La comparaison avec la situation en Espagne et en Italie prouve l’importance sur son développement de facteurs comme la scolarisation, la place de l’édition non scolaire, l’influence de l’Église sur la vie culturelle, la tradition romanesque nationale et les caractéristiques du lectorat adulte. Dans leurs contributions, Marisa Fernández-López (« La naissance du roman hispanique à la lumière des modèles français, anglais et américain ») et Mariella Colin (« La naissance de la littérature romanesque pour la jeunesse au XIXe siècle en Italie, entre l’Europe et la nation ») mettent l’accent sur l’importance des traductions d’ouvrages étrangers, surtout français, au XIXe siècle, pour combler le vide éditorial et permettre l’émergence d’une littérature enfantine nationale.

Isabelle Nières-Chevrel remarque que la plupart des héroïnes de la littérature de jeunesse ont été imaginées par des femmes, à part le personnage d’Alice de Lewis Carroll. La distinction entre hommes et femmes écrivains « devient encore plus pertinente dans la seconde moitié du siècle quand la distribution sexuée des personnages se confond avec celle des futurs lecteurs » : l’opposition entre lectures pour garçons et lectures pour filles s’affirme. D’ailleurs, « on redoute les attraits du “romanesque” sur les filles », ce qui explique l’antériorité du roman pour garçons sur le roman pour filles. Ce dernier domaine sera influencé par les « romans domestiques » américains dont est issu Little women de Louisa May Alcott (1868) 3. Cependant, dans son article, « Hector Malot, romancier de la jeunesse active et volontaire », Yves Pincet insiste sur la « féminisation du thème de l’enfance » dans l’œuvre d’Hector Malot à partir d’En famille, paru chez Flammarion en 1893, après une publication par épisodes dans Le Petit journal .

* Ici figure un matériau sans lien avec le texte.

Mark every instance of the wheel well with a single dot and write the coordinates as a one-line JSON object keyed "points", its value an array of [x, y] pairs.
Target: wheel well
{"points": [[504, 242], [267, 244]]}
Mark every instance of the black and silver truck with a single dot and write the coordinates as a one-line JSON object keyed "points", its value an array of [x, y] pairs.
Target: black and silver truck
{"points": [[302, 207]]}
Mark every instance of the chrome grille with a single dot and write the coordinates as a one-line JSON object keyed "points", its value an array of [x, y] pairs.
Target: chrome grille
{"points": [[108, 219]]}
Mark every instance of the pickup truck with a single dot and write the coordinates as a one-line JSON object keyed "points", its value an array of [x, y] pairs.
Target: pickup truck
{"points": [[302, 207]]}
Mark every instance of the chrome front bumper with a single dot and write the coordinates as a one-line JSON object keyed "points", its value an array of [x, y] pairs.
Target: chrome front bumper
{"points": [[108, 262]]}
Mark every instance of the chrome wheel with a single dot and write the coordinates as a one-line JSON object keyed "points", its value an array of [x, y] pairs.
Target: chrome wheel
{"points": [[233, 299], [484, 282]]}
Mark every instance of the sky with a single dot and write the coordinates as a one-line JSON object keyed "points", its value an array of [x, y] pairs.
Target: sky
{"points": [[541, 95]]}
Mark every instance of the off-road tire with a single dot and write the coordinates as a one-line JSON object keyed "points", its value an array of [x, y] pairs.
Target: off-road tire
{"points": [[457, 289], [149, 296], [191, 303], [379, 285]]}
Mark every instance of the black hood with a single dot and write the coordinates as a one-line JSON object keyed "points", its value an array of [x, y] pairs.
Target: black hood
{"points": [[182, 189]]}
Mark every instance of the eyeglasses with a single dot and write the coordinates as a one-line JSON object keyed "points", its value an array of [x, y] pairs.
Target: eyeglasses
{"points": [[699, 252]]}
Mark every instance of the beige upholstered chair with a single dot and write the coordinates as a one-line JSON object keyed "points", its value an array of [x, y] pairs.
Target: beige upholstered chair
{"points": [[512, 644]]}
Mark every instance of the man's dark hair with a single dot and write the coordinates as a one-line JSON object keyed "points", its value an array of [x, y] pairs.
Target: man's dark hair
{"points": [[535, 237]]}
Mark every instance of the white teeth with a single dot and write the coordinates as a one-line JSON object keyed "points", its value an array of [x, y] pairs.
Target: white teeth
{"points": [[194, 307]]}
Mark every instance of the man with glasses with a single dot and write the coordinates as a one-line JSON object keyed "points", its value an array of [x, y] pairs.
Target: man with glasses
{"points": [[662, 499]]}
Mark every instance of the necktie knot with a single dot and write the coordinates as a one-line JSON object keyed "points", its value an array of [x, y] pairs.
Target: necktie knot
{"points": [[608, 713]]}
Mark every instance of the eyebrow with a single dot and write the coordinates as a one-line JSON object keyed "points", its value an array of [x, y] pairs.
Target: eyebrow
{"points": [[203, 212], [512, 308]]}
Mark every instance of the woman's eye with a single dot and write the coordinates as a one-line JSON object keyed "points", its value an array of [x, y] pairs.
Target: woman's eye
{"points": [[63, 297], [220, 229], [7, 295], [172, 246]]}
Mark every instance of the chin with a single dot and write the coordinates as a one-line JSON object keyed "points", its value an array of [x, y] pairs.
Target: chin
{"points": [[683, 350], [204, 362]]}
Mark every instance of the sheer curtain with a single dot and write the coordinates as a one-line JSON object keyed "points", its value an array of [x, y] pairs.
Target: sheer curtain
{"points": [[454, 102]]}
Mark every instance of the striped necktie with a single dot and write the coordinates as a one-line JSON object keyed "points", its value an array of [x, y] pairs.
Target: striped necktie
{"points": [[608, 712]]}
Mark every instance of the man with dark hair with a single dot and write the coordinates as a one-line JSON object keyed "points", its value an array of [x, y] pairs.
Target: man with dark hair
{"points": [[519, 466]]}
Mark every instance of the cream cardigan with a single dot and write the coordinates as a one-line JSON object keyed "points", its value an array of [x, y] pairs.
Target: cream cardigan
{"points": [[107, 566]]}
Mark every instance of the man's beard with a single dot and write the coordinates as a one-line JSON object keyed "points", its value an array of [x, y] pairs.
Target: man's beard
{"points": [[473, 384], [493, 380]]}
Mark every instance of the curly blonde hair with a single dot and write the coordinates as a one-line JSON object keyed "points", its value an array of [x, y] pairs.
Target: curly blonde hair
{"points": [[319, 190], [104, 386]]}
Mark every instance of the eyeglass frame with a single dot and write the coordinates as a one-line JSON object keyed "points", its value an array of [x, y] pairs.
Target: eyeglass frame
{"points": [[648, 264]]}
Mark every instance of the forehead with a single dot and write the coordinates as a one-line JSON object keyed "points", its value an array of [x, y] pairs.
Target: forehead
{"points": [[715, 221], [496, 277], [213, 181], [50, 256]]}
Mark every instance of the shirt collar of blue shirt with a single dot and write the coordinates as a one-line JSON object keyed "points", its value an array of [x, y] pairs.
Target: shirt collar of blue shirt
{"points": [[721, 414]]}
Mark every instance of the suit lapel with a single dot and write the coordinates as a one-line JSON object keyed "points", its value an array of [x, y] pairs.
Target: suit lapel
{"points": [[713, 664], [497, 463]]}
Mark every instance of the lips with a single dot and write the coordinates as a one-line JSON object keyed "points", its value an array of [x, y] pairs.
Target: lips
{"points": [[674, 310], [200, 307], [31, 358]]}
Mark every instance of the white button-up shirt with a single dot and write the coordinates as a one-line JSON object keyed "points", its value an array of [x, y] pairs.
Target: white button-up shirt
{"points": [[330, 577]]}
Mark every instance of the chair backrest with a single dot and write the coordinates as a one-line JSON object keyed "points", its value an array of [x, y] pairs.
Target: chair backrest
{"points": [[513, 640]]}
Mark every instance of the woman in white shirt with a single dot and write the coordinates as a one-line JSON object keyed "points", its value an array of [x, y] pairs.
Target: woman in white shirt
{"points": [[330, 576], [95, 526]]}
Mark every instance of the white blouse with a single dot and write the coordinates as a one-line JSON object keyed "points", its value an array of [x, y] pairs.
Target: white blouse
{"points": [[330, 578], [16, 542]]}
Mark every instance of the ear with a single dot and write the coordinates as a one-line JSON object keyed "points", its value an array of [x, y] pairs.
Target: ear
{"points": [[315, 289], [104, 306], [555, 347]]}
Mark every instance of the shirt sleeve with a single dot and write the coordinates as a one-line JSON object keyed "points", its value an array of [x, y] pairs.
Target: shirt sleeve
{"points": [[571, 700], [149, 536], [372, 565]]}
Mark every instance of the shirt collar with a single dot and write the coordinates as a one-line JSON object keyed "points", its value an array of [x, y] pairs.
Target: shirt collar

Le développement de la presse a joué un grand rôle dans l’apparition du roman pour enfants. Francis Marcoin évoque la naissance en 1832 du premier grand périodique pour la jeunesse, le Journal des enfants, qui publie en feuilleton Les aventures de Jean-Paul Choppart de Louis Desnoyers, que l’on peut considérer comme le premier roman français pour enfants. Ce récit inaugure « une littérature “facile” qui ne tardera pas à faire le bonheur de la presse pour adultes » et « prend toute sa place dans la littérature “industrielle” » .

En 1860, le roman pour la jeunesse est né. À l’aube du XXe siècle, il a déjà ses classiques.

Dans sa contribution, « Terres étrangères, figures d’étrangers dans l’œuvre de la comtesse de Ségur », Isabelle Nières-Chevrel se penche sur le paradoxe de ces romans qui « commencent quand s’arrête l’aventure ». « Loin de mener ses jeunes lecteurs […] dans les voies périlleuses du vaste monde, [la comtesse de Ségur] fait venir tous ses étrangers dans l’univers étroit qui leur est familier. »

À la suite du dossier, la Revue de littérature comparée propose une rubrique Comptes rendus (il s’agit pour cette livraison d’une critique de Du récit merveilleux ou l’ailleurs de l’enfance d’Alain Montandon), une revue des revues et des résumés en français et en anglais des articles.

  1. (retour)↑  Voir l’article de Dennis Butts, « The birth of the boys’ story and the transition from the Robinsonnades to the adventure story ».
  2. (retour)↑  Hans-Heino Ewers, « La littérature de jeunesse entre roman et art de la narration : réflexions à partir de Walter Benjamin ».
  3. (retour)↑  Anne Scott MacLeod, « Girls’ novels in America: the beginnings ».